[llvm] [X86] Attempt to use VPMADD52L/VPMULUDQ instead of VPMULLQ on slow VPMULLQ targets (or when VPMULLQ is unavailable) (PR #171760)

Sat Dec 13 07:01:02 PST 2025

================
@@ -49926,6 +49873,39 @@ static SDValue combineMul(SDNode *N, SelectionDAG &DAG,
   if (SDValue V = combineMulToPMULDQ(N, DL, DAG, Subtarget))
     return V;
 
+  // ==============================================================
+  // Optimize VPMULLQ on slow targets
+  // ==============================================================
+  if (VT.getScalarType() == MVT::i64 && Subtarget.hasSlowPMULLQ()) {
+    SDValue Op0 = N->getOperand(0);
+    SDValue Op1 = N->getOperand(1);
+
+    KnownBits Known0 = DAG.computeKnownBits(Op0);
+    KnownBits Known1 = DAG.computeKnownBits(Op1);
+    unsigned Count0 = Known0.countMinLeadingZeros();
+    unsigned Count1 = Known1.countMinLeadingZeros();
+
+    // Optimization 1: Use VPMULUDQ (32-bit multiply).
+    // If the upper 32 bits are zero, we can use the standard PMULUDQ
+    // instruction.

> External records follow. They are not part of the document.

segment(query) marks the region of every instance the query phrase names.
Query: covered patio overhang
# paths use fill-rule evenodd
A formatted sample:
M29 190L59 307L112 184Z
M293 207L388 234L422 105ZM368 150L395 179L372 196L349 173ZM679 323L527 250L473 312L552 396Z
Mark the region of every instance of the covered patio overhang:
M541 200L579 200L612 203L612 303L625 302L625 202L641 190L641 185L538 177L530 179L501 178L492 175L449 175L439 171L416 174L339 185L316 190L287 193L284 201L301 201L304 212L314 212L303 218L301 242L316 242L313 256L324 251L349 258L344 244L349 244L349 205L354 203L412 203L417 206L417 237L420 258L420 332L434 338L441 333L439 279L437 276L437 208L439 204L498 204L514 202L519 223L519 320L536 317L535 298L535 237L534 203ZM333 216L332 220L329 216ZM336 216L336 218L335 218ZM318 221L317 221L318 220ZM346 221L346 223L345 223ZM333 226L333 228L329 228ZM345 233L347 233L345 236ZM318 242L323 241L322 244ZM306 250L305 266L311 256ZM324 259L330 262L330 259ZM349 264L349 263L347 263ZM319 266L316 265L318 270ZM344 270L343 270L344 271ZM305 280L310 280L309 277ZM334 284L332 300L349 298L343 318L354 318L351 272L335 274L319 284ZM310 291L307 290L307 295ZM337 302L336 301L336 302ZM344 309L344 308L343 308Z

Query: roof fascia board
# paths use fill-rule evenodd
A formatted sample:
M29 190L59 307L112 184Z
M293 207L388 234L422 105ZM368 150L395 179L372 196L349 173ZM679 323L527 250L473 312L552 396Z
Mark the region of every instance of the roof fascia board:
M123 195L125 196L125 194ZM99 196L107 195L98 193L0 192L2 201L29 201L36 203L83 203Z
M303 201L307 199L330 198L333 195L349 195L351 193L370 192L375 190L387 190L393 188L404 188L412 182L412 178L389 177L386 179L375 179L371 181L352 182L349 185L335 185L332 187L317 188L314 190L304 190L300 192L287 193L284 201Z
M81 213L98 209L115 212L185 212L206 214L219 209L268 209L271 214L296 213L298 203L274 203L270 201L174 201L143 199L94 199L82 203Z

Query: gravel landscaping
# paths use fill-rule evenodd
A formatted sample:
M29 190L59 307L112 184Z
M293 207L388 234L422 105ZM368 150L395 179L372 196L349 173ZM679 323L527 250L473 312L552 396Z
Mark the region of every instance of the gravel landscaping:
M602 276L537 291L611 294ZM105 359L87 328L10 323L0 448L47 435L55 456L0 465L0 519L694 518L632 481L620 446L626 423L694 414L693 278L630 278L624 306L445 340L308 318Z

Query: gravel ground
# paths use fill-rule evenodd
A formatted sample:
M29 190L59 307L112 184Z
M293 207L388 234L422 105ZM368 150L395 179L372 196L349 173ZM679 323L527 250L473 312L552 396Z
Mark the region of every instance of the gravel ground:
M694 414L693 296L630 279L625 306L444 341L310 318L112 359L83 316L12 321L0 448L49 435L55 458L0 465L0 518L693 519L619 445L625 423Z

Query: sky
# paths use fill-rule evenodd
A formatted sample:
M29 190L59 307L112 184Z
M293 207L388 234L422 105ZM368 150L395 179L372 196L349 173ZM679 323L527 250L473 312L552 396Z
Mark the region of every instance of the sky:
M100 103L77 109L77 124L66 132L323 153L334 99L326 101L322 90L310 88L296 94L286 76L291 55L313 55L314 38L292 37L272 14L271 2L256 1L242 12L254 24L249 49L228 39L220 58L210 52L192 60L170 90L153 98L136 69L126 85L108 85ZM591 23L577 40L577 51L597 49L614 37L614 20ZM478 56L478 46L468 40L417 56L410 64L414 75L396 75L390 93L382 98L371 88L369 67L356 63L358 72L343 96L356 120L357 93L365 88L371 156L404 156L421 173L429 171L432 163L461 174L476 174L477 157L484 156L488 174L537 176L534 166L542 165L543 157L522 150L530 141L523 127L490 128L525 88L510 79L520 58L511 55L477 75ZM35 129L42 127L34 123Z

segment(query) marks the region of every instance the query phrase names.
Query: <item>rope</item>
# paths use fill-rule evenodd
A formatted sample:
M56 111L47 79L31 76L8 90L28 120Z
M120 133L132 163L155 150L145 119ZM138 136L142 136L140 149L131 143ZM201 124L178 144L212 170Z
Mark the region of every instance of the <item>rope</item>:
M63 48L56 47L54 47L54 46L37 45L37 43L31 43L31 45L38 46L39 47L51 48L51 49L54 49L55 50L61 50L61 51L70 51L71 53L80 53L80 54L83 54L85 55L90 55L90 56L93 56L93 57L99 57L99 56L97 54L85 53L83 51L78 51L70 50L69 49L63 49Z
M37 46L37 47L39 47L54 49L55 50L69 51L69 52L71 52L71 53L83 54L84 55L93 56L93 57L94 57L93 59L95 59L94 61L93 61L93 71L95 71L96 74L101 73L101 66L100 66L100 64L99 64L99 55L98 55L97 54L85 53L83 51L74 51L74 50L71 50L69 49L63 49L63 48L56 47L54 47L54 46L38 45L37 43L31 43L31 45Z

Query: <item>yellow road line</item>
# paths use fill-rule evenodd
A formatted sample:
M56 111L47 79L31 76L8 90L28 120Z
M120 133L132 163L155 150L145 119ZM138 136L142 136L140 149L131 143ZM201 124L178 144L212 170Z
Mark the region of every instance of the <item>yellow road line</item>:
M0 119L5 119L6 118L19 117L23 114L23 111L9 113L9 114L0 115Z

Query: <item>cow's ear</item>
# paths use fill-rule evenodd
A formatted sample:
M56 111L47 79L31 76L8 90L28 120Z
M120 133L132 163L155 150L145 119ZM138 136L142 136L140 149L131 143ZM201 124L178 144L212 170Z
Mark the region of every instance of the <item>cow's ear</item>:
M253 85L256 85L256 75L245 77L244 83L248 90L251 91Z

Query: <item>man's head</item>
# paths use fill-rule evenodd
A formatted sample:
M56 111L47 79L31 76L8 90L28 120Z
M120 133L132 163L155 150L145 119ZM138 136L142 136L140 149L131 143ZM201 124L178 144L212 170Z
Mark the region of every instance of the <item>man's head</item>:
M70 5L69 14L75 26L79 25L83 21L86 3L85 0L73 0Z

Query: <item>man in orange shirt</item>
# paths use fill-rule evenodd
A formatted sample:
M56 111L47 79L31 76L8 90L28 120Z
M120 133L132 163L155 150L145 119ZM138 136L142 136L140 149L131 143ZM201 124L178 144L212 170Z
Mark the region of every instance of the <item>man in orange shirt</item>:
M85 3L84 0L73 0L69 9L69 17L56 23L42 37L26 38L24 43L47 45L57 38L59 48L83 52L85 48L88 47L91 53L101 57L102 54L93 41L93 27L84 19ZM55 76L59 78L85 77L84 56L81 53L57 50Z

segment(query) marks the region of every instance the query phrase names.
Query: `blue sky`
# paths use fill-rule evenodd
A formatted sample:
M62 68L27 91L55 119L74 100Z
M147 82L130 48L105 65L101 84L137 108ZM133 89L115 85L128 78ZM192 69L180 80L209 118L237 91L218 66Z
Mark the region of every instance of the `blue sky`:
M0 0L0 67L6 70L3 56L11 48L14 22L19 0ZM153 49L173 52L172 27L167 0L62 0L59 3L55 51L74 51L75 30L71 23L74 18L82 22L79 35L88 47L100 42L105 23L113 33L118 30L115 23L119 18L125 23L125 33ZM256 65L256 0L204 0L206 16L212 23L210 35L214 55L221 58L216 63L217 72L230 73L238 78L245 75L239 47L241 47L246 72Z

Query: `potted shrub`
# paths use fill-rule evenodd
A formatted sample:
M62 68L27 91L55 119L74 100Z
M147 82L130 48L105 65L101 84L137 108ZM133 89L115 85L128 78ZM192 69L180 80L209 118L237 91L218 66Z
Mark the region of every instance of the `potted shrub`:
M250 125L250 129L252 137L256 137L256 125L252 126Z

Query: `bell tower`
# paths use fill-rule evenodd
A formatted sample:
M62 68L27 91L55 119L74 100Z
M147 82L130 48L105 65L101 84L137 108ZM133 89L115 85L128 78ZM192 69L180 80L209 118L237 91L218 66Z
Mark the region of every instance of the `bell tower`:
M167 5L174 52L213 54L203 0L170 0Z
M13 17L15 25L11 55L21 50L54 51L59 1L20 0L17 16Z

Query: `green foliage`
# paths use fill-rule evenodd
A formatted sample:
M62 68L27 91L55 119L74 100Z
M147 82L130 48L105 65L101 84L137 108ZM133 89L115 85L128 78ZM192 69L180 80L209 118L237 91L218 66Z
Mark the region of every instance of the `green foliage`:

This is generally the fastest option and widely supported.
+    if (Count0 >= 32 && Count1 >= 32) {
+      return DAG.getNode(X86ISD::PMULUDQ, DL, VT, Op0, Op1);
+    }
----------------
RKSimon wrote:

(style) unnecessary braces

https://github.com/llvm/llvm-project/pull/171760